Raul achava, por fim, que sim, vinha ali para encontrar-se com o pai. Naquela paisagem, naquele silêncio, naquela paz. Raciocinando sobre isso, foi que, certa vez, a irmã havia perguntado. Tu vai ao cemitério por causa da saudade de papai, é? Não. De estalo respondeu. E se for, emendou?
Eram práticos, os três, a mãe, a irmã e o menino de 15 anos. Os dois filhos sabiam que haviam herdado dos pais toda essa praticidade. A relação do casal era prática. No sentido da resolução dos problemas mais intrincados, quando surgiam, entre os dois. Não no sentido da superficialidade. Não havia superficialidade entre eles. Ora bolas, diria a avó. Não havia, digo eu. Ponto.
Ele deduzira que não precisaria ir a cemitério nenhum, principalmente ao que ia, para rememorar o que fosse. Mas ia, e estava acabado. A irmã não mais o importunou. Certa vez, viu a mãe chorando. Era um dia de chuva. Limpava as lágrimas. Ele se abraçou a ela. Ela lhe segurou os braços que a enlaçavam. Papai faz muita falta, ele disse. Pois é, ela falou. Para isso, ele não nos preparou.
O menino queria dizer que ele os havia preparado para o que acabou por ocorrer, quer dizer, sua partida precoce. Mas para a falta que fazia, não tinha como. A mãe agachou-se e se abraçaram um ao outro. Raul era um homem raro. Você já visitou lá a cova dele, mãe? Não. Não é preciso, ela disse. Você quando vai lá, visita? Não, mãe, não é preciso. Riram os dois.
Um dia, à mesa, enquanto a mãe se servia, perguntara ao marido: o que você faz indo tanto a cemitério? Não vou tanto, ele disse, vou num só. A mãe fez cara de deboche. Ele riu. Sim, mas para fazer o quê? Andar, meditar, ver, observar. Falou aasim pausado. Parecia olhar através. Que mania besta. E para que leva o menino? Para que se acostume com o lugar onde, um dia, vamos todos estar.

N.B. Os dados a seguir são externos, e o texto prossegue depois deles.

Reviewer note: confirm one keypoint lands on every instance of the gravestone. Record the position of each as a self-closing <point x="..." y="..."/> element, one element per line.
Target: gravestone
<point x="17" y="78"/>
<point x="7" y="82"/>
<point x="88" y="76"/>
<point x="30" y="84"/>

Achavam no pai essa única excentricidade. Parceiro dele era o filho. Evidente que não associava à mania do pai qualquer despiste e não se esperava que fosse preparação para desfecho trágico. Nenhum deles assim interpretava, senão o menino. E nisso era intuitivo. Talvez fosse essa a razão por que, frequentando ainda o campo, poucas vezes se avizinhasse do túmulo do pai.
Excentricidade. Toda a família absorveu igual a perda. Afagaram-se e se uniram em torno do colapso. É claro que a personalidade dele ajudou. E, no final das contas, sua intimidade com jazigos, tumbas e mausoléus, no campo dos idos, acabou por ajudar. Diante da morte, mesmo que diminuto, qualquer conforto ajuda.
Mas não era o caso da família. Porque ele os preparara para qualquer trauma. A vida que viveram era um dom. Viviam uma vida que incluía o preparo para a morte. Não que fosse assim compassiva. Morte é sempre morte. Mas a intensidade com que viviam, compensava o incompensável.
E todos os três lembravam que, em função disso mesmo, a morte dele foi menos dolorosa. Ficaram juntos o tempo todo. As pessoas vinham e os consolavam. Havia muitos amigos. Havia muitos parentes. Ele era um gerente de lojas. Seu jeitão o tornava essencial para a rede, amável com todos os colaboradores e clientes. Um achado para os patrões e chefes imediatos.
Sua genialidade, bom humor e criatividade eram seu principal trunfo. Meio atlético, futebol todo finalzinho de semana. Sexta à noite. Sábado e domingo eram exclusivamente da família. Shopping e piscina. Não necessariamente nessa ordem. Um dia, um tio convidou para irem a uma igreja. Era simpático a qualquer proposta familiar. Bastava representar agregação.